Neverdream – Souls 26-04-1986

Il sottotitolo di questo nuovo album dei Neverdream è “26-04-1986”: questa data rimarrà per sempre marchiata a fuoco nella storia poiché si tratta del terribile giorno in cui avvenne il disastro di Chernobyl. “Soul” è un concept album che gira interamente intorno a questa data; i Neverdream dividono il loro lavoro in due parti: la prima che narra la tragedia attraverso i punti di vista di diverse persone che l’hanno vissuta in prima persona, la seconda che vede protagonista un soldato russo che vede dissolversi gli ideali in cui ha sempre creduto e combattuto quando sua moglie e suo figlio muoiono a causa dell’incidente alla centrale nucleare ora in suolo Bielorusso.

Questo album non è di certo esente da pecche, eppure non può fare a meno di catturare l’ascolto, brillando di una “perfetta imperfezione” (siate gentili e concedetemi l’ossimoro); il prog metal della band capitolina (debitore quanto volete di gruppi come Dream Theater e Pain of Salvation, ma rielaborato in maniera personale) riesce appieno a trasmettere le emozioni scaturite da un evento di tale portata e crea un sentimento di empatia assoluta in chi ascolta: in pratica, non potrete fare a meno di identificarvi con le “anime” da cui l’album trae ispirazione! E, questo, non è assolutamente roba da poco.

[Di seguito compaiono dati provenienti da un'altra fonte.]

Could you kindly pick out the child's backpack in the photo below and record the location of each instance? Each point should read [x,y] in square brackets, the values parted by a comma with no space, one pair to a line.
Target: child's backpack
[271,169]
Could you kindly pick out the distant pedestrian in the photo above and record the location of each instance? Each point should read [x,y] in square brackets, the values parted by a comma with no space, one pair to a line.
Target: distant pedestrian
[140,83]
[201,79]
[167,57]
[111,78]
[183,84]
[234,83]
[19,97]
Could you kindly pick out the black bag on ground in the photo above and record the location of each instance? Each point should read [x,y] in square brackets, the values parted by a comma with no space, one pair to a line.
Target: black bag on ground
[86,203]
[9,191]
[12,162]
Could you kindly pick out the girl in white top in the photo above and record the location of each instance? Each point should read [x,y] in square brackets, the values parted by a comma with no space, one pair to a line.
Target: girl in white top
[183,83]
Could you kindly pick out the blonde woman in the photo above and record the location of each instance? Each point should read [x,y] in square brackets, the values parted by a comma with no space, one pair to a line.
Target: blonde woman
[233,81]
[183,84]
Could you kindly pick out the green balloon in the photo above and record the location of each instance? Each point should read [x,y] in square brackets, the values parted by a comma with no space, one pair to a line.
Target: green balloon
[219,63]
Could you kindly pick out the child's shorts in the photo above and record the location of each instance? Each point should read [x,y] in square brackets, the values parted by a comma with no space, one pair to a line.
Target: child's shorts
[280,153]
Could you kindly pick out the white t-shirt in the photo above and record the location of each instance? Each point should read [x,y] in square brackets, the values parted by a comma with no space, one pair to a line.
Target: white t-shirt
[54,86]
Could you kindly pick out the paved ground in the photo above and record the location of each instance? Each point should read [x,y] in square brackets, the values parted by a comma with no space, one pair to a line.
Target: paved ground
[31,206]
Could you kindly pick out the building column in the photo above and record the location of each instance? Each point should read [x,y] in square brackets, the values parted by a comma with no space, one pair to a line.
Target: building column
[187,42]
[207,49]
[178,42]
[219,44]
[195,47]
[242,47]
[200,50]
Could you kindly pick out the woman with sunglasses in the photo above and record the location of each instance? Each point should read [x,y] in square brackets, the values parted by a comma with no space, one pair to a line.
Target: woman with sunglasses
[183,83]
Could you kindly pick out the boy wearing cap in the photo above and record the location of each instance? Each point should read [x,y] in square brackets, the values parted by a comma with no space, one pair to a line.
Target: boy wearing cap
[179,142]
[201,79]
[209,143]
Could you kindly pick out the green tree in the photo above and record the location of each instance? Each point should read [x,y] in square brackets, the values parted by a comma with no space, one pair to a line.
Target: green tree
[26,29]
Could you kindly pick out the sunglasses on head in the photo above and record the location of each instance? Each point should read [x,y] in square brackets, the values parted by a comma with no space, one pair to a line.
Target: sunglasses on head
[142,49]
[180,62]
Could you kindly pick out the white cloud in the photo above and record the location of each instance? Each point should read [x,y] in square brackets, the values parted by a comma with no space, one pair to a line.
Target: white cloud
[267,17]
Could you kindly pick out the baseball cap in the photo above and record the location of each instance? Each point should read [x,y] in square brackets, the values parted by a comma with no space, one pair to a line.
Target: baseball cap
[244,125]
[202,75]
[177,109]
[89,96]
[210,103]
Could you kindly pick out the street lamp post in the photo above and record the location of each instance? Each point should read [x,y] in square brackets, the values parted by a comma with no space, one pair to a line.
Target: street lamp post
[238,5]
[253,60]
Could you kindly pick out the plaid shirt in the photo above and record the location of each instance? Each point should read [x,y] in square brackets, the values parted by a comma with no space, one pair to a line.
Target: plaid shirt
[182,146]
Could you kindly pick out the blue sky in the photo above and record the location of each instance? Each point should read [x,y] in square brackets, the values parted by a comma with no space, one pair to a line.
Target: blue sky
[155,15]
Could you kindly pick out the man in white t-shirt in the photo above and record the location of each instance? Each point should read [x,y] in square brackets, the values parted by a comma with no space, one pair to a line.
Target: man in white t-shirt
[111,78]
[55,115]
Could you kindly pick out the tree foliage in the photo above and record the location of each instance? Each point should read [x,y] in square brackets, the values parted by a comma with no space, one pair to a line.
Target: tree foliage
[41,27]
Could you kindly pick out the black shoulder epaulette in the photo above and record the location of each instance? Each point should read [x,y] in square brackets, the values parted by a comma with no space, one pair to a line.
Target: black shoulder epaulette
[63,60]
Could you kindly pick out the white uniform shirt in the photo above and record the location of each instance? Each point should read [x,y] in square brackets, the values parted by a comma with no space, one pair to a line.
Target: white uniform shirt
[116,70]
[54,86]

Nell’ora di durata, “Souls” si rivela abbastanza omogeneo, nel senso che le canzoni (nonostante il lungo minutaggio) si attestano tutte su un buon livello, senza drastiche cadute di ritmo e “sbrodolamenti” vari a cui il genere tende ad essere soggetto. Risulta, quindi, difficile scegliere un highlight che rappresenti al meglio questo lavoro, anche perché “Souls” è un’opera che va apprezzata nella sua interezza: la malinconia di “Across the tears”, come la rabbia di “City of Ghost” sono tasselli di un unico grande puzzle.

Certo, ci sono ancora degli elementi che possono essere (notevolmente) migliorati, come la produzione ed alcune ridondanze nel songwriting, ma la strada intrapresa dai Neverdream sembra essere quella giusta; una strada coraggiosa che li porta a cimentarsi con opere ardite e non scontate, una strada impervia dove non tutti saranno disposti a seguirli, ma quelli che lo faranno ne troveranno la giusta soddisfazione.